I went to a small liberal arts college in the heart of Arkansas, and it was there that I decided that I wanted to pursue ministry as a calling. Over the course of my four years, I became a religion major, studied a semester at a divinity school, and interned at a local church, and as I neared my senior year, I felt quite passionate about this direction in my life.
The first and only time that all of our class’ religion majors were in class together was for our senior colloquium, and it became clear very quickly that only about one third of the religion majors were actually religious. And they were equally as passionate about that direction for their lives—that for them, there was a place for the academic study of religion, but not so much for its practice, let alone belief.
And so I responded as any passionate 21 year old would respond: I got a tattoo.
I was very thoughtful in this decision, carefully choosing the placement and the word—faith, in Hebrew.
Afterwards, I proudly showed a fellow student who knew Hebrew. And he looked at it for a few moments, and squinted a bit before saying, “Those are Hebrew characters…but that’s not a word.” Turns out Hebrew goes from right to left, whereas my tattoo’s characters were left to right. My faith was backwards.
My friends tried to comfort me, assuring me that it didn’t matter so much—that it was more about what the tattoo meant to me than if it actually said what it was supposed to say. While they were kind, it didn’t make up for the fact that within six months I’d be taking my first Hebrew class in seminary with gibberish Hebrew tattooed on me.
So a second trip to the tattoo artist and a little bit of grace later, my faith actually said faith, in English this time. It wasn’t the tattoo that I had first envisioned. The lines were rough (and now several years later, faded), and the script a little strange as a result of being a cover-up job.
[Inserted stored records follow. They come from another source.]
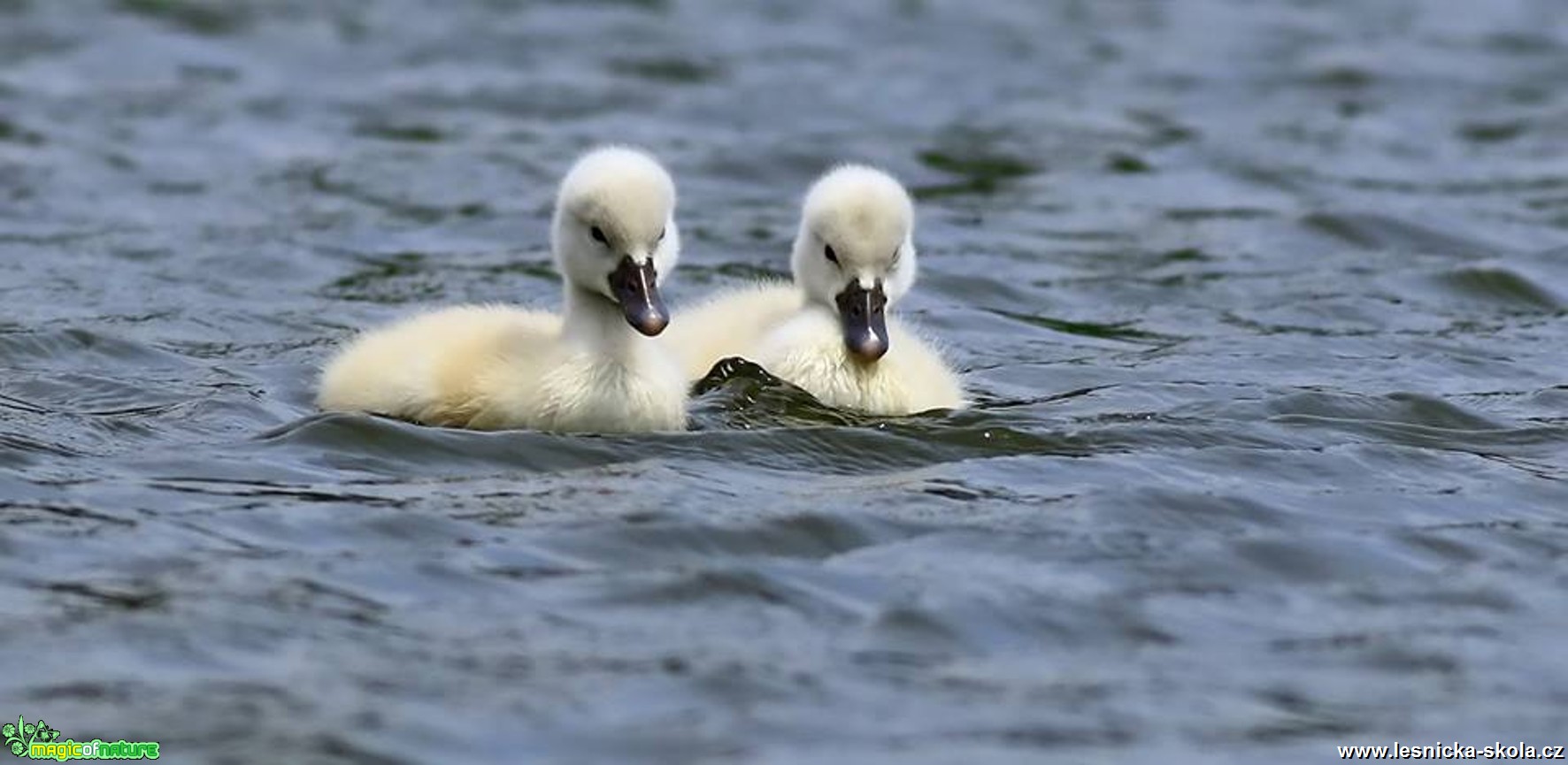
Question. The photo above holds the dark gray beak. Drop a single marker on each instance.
(865, 320)
(635, 287)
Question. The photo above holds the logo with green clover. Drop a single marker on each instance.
(20, 736)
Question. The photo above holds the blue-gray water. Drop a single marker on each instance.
(1263, 304)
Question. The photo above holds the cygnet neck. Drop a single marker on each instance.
(595, 324)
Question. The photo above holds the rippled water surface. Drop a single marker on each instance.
(1263, 304)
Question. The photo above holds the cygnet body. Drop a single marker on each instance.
(830, 331)
(593, 369)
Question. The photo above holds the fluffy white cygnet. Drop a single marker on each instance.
(828, 331)
(591, 369)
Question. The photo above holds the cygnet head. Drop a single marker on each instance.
(615, 233)
(855, 251)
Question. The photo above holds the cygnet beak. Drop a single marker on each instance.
(861, 312)
(635, 287)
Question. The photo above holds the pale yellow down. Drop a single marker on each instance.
(585, 371)
(493, 367)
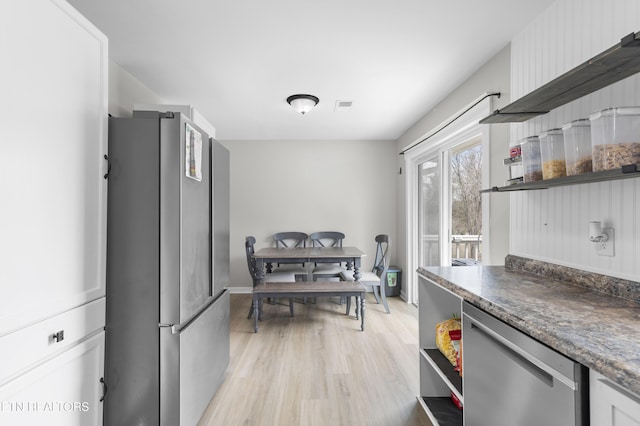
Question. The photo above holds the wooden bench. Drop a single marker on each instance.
(310, 289)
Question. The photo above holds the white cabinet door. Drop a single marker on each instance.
(53, 138)
(610, 404)
(63, 391)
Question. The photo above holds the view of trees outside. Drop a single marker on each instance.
(466, 203)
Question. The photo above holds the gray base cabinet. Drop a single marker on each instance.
(611, 405)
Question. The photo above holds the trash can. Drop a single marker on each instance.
(393, 281)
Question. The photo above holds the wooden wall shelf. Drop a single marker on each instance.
(612, 65)
(626, 172)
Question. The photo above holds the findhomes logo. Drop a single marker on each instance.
(43, 406)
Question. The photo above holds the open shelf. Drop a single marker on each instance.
(444, 369)
(612, 65)
(441, 410)
(625, 172)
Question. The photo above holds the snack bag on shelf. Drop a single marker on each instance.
(456, 341)
(443, 340)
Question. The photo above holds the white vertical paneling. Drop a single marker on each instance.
(567, 34)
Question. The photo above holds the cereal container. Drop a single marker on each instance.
(531, 159)
(577, 147)
(552, 153)
(615, 137)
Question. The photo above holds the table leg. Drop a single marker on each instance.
(362, 309)
(259, 271)
(356, 269)
(256, 303)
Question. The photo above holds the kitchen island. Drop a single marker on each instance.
(590, 318)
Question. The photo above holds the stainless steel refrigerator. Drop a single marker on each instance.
(167, 325)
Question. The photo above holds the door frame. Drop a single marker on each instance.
(465, 126)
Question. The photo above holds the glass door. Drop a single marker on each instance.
(429, 212)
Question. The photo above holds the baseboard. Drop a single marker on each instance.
(240, 290)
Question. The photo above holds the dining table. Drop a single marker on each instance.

But I think faith is like this. It’s not always particularly elegant. There are places where it’s a little rough because that’s what it took to fix what was once backwards. The faith that we have now isn’t necessarily the faith that we had first envisioned having. It sometimes has more questions than answers. It learns to navigate dark nights of the soul. It isn’t afraid to grow and learn and change, to make the circle wider, to err on the side of grace, to let go of a little pride in order to be authentic.
My desire is to practice this kind of faith, and to help our people practice it as well.
Rev. Elizabeth Smith-Bartlett is the Associate Pastor at The Larchmont Avenue Church, where they now know that she has a tattoo.